Из динамиков на церковной колокольне донесся перезвон. Тулькан суетливо поправил узел, не опоздать бы на автобус, но сделав несколько быстрых шагов, опять принялся бормотать и останавливаться.
Сомнения терзали Тулькана полвека, и конца им не было видно.
Через полчаса блужданий по стиснутым заборами закоулкам Сергей, взмыленный и злой, признал, что боливийский вариант испанского оказался ему не по зубам. Объяснения мальчишки на автобусной станции он понял через пень-колоду, понадеялся на удачу — и в результате вместо отеля оказался в какой-то дыре.
Сергей привалился к дереву у перекрестка, вытер лоб и допил остатки почти горячей воды. Направление Сергей потерял на полдороги. Последние минут десять он сворачивал наугад в надежде выйти хотя бы на какую-нибудь большую улицу, и теперь даже примерно не представлял, куда идти. Он попытался оглядеться, но кругом тянулись высокие беленые ограды, поверх которых поблескивало битое стекло. Их однообразие нарушали лишь кованые ворота да свешивающиеся из-за стен побеги бугенвиллеи. Ни прохожего, ни таблички с указателем, и даже полуденное солнце висит почти строго над головой, не позволяя сориентироваться хотя бы по сторонам света.

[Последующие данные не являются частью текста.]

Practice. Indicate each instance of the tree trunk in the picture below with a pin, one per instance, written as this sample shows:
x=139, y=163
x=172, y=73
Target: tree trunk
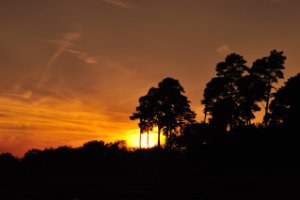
x=158, y=139
x=267, y=104
x=148, y=139
x=140, y=139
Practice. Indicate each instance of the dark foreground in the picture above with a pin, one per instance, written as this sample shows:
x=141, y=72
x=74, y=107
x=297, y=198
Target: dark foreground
x=113, y=173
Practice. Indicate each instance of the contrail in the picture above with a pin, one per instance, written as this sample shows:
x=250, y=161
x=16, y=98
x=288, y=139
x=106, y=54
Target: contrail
x=64, y=44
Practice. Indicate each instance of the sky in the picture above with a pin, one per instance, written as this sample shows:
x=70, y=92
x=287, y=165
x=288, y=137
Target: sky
x=72, y=71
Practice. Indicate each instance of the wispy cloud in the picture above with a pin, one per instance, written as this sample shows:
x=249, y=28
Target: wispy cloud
x=278, y=1
x=223, y=49
x=63, y=45
x=67, y=44
x=82, y=56
x=120, y=3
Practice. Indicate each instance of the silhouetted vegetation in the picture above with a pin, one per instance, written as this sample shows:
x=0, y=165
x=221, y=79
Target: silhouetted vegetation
x=165, y=107
x=224, y=157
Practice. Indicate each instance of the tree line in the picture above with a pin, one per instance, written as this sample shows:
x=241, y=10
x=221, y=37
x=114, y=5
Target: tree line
x=230, y=100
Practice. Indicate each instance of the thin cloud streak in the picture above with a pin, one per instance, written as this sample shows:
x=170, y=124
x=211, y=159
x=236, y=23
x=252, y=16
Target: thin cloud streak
x=223, y=49
x=119, y=3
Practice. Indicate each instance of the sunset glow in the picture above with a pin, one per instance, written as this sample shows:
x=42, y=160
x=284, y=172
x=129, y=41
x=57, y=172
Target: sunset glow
x=72, y=71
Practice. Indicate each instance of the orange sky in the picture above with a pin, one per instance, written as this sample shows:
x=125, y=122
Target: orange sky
x=72, y=70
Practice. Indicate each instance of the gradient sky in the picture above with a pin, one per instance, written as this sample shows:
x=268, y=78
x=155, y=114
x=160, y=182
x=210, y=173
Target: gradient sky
x=72, y=70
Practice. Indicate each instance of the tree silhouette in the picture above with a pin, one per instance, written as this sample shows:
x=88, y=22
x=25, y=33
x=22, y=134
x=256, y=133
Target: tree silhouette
x=165, y=107
x=174, y=106
x=251, y=91
x=224, y=92
x=145, y=114
x=269, y=70
x=285, y=108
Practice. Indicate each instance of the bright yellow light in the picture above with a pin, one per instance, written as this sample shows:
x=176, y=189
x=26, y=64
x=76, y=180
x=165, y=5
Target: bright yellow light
x=133, y=138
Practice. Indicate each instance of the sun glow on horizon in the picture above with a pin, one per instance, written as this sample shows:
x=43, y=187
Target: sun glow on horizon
x=133, y=138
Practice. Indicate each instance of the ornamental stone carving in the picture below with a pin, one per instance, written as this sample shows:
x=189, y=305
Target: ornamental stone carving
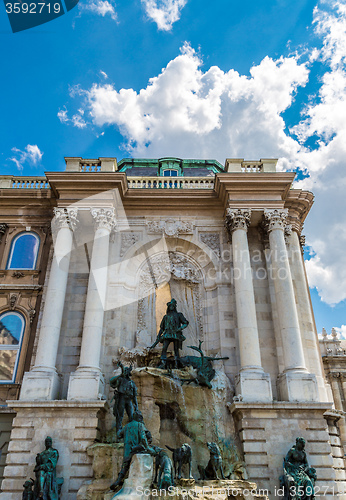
x=127, y=240
x=275, y=219
x=170, y=227
x=65, y=217
x=160, y=268
x=212, y=240
x=237, y=219
x=103, y=218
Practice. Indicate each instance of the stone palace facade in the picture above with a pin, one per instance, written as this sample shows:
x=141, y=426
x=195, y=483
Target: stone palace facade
x=90, y=256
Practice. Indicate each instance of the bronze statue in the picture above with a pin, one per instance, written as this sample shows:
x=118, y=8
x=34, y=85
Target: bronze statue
x=47, y=485
x=125, y=395
x=28, y=494
x=171, y=328
x=214, y=465
x=298, y=479
x=135, y=437
x=203, y=365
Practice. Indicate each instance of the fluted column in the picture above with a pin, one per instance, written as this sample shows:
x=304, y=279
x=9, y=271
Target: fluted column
x=313, y=356
x=252, y=383
x=295, y=383
x=42, y=382
x=87, y=382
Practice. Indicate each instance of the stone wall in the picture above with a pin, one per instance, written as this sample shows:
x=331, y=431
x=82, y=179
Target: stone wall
x=6, y=417
x=73, y=427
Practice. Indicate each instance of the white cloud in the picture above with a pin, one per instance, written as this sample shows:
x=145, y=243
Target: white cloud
x=77, y=119
x=31, y=155
x=325, y=119
x=62, y=115
x=99, y=7
x=189, y=112
x=341, y=331
x=185, y=111
x=164, y=12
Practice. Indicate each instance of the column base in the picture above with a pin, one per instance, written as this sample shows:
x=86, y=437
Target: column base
x=86, y=384
x=297, y=386
x=254, y=386
x=40, y=385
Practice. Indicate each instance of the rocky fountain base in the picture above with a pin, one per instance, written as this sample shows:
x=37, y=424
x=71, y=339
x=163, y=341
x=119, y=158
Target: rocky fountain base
x=176, y=410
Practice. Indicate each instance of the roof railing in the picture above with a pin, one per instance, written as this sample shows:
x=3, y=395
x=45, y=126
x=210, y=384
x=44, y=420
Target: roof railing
x=170, y=182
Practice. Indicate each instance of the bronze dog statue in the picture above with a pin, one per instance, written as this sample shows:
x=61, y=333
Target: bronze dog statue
x=214, y=464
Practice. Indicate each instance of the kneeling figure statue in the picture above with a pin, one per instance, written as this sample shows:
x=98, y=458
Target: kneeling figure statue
x=298, y=479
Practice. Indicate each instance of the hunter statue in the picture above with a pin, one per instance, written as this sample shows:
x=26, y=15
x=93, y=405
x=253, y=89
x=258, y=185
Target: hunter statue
x=171, y=327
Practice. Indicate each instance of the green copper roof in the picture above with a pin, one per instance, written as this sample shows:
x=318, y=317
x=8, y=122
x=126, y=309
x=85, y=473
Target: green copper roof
x=155, y=167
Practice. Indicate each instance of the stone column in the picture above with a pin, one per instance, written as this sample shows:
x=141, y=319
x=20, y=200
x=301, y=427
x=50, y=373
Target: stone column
x=295, y=383
x=87, y=381
x=313, y=354
x=42, y=382
x=251, y=383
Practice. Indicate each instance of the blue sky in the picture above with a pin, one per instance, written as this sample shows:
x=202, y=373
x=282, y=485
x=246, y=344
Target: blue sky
x=193, y=79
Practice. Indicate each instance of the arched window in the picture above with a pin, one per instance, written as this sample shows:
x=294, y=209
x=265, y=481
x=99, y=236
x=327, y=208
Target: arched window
x=24, y=250
x=12, y=326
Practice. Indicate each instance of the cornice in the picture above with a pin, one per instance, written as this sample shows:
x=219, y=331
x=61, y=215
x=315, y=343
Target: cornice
x=254, y=190
x=71, y=187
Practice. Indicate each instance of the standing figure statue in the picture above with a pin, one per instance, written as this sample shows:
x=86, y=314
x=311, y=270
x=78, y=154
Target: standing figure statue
x=47, y=485
x=171, y=328
x=298, y=479
x=125, y=395
x=135, y=436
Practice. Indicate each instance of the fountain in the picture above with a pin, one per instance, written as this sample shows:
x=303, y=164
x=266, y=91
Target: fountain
x=177, y=412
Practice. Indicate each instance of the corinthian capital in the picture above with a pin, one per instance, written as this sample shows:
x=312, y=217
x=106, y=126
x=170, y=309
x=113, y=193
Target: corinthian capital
x=237, y=218
x=65, y=217
x=103, y=218
x=275, y=219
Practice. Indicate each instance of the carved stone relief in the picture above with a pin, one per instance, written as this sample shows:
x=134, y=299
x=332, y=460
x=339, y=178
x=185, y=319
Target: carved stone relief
x=170, y=227
x=127, y=240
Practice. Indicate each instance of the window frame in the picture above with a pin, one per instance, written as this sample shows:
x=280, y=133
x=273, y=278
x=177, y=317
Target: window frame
x=12, y=248
x=9, y=347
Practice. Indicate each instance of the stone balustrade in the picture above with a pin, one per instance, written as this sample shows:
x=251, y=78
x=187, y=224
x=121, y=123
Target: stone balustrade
x=171, y=182
x=22, y=182
x=254, y=166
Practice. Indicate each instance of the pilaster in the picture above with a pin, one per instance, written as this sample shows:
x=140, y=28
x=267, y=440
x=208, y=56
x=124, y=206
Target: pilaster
x=252, y=383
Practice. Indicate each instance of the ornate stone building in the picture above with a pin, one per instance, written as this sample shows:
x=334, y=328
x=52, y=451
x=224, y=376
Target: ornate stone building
x=89, y=258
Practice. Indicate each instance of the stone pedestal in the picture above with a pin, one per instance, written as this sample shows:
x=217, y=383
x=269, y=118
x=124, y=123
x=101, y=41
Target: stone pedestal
x=254, y=386
x=85, y=384
x=297, y=386
x=41, y=385
x=73, y=428
x=268, y=431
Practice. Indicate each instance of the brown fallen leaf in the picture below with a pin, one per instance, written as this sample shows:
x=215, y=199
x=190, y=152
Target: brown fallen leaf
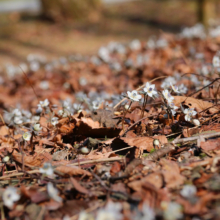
x=211, y=144
x=78, y=186
x=72, y=171
x=198, y=104
x=144, y=143
x=171, y=173
x=36, y=160
x=88, y=127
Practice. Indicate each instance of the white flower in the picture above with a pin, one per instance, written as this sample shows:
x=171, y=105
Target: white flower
x=134, y=96
x=17, y=112
x=216, y=61
x=44, y=104
x=10, y=196
x=96, y=105
x=183, y=89
x=205, y=82
x=85, y=216
x=173, y=211
x=18, y=120
x=44, y=85
x=104, y=54
x=35, y=119
x=173, y=108
x=47, y=169
x=188, y=191
x=64, y=113
x=135, y=45
x=189, y=113
x=196, y=122
x=27, y=136
x=67, y=104
x=167, y=96
x=148, y=212
x=53, y=192
x=174, y=88
x=111, y=212
x=167, y=81
x=54, y=121
x=149, y=89
x=37, y=127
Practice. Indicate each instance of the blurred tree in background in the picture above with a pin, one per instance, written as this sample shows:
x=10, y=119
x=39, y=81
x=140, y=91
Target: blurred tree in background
x=60, y=10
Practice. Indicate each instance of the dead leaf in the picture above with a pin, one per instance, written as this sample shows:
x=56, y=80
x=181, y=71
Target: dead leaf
x=211, y=144
x=36, y=160
x=72, y=171
x=88, y=127
x=198, y=104
x=171, y=173
x=78, y=186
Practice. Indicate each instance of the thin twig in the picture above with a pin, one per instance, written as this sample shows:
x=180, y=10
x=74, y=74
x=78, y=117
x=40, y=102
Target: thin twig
x=182, y=140
x=160, y=77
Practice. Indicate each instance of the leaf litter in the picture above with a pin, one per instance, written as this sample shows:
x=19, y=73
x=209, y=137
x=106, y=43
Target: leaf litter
x=129, y=133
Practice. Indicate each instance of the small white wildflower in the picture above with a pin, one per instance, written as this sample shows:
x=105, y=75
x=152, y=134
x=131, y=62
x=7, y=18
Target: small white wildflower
x=104, y=54
x=44, y=103
x=47, y=169
x=10, y=196
x=167, y=81
x=17, y=112
x=127, y=107
x=196, y=122
x=85, y=216
x=111, y=212
x=53, y=192
x=37, y=127
x=27, y=136
x=84, y=150
x=5, y=159
x=135, y=45
x=167, y=96
x=148, y=212
x=156, y=142
x=189, y=113
x=150, y=89
x=44, y=85
x=34, y=66
x=64, y=113
x=173, y=108
x=54, y=121
x=183, y=89
x=205, y=82
x=35, y=119
x=134, y=96
x=82, y=81
x=216, y=61
x=188, y=191
x=18, y=120
x=174, y=88
x=173, y=211
x=96, y=105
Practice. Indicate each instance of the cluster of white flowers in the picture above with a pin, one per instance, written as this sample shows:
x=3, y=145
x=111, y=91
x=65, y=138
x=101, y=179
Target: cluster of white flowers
x=53, y=193
x=188, y=191
x=112, y=211
x=196, y=31
x=14, y=117
x=10, y=196
x=47, y=170
x=189, y=113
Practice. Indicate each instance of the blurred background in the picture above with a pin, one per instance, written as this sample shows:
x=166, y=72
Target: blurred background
x=56, y=28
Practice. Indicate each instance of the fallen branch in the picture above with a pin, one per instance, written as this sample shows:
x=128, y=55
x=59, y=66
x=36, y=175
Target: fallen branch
x=182, y=140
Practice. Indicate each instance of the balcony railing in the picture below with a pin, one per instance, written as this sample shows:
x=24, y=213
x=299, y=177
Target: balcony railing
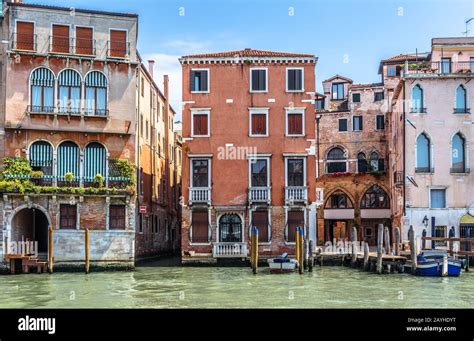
x=229, y=250
x=199, y=195
x=294, y=194
x=259, y=195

Сергей начинал уставать от прелестей путешествия по Боливии. Долгий, с пересадкой в Майами перелет до Ла-Паса пока был самым приятным моментом. Рейс в Санта-Круз тоже был неплох. Смущали разве что игрушечные размеры самолета и открытая пилотская кабина — как-то нервно было видеть, как оба летчика мирно дремлют, полностью положившись на автопилот. А вот путь в Камири оказался кошмарным — автобус шел в два раза дольше обещанного, то и дело останавливаясь у промоин и поджидая, пока равнодушные дорожные рабочие закидают их щебнем. Сергей вывалился из автобуса, не чуя ног и мечтая о кровати, и вот, пожалуйста — глупейшим образом заблудился в небольшом городке.
Дерево, под которым остановился Сергей, с толстым шершавым стволом и развесистой кроной, росло чуть под углом, и это навело его на мысль. Он давно уже чувствовал себя идиотом, и еще одна глупость, добавленная к череде уже совершенных, ничего не меняла. Сергей попробовал ближайшую толстую ветку. Сук оказался прочным — ветви в кроне едва шевельнулись. Художник скинул рюкзак, вытер о штаны потные ладони и пополз по стволу.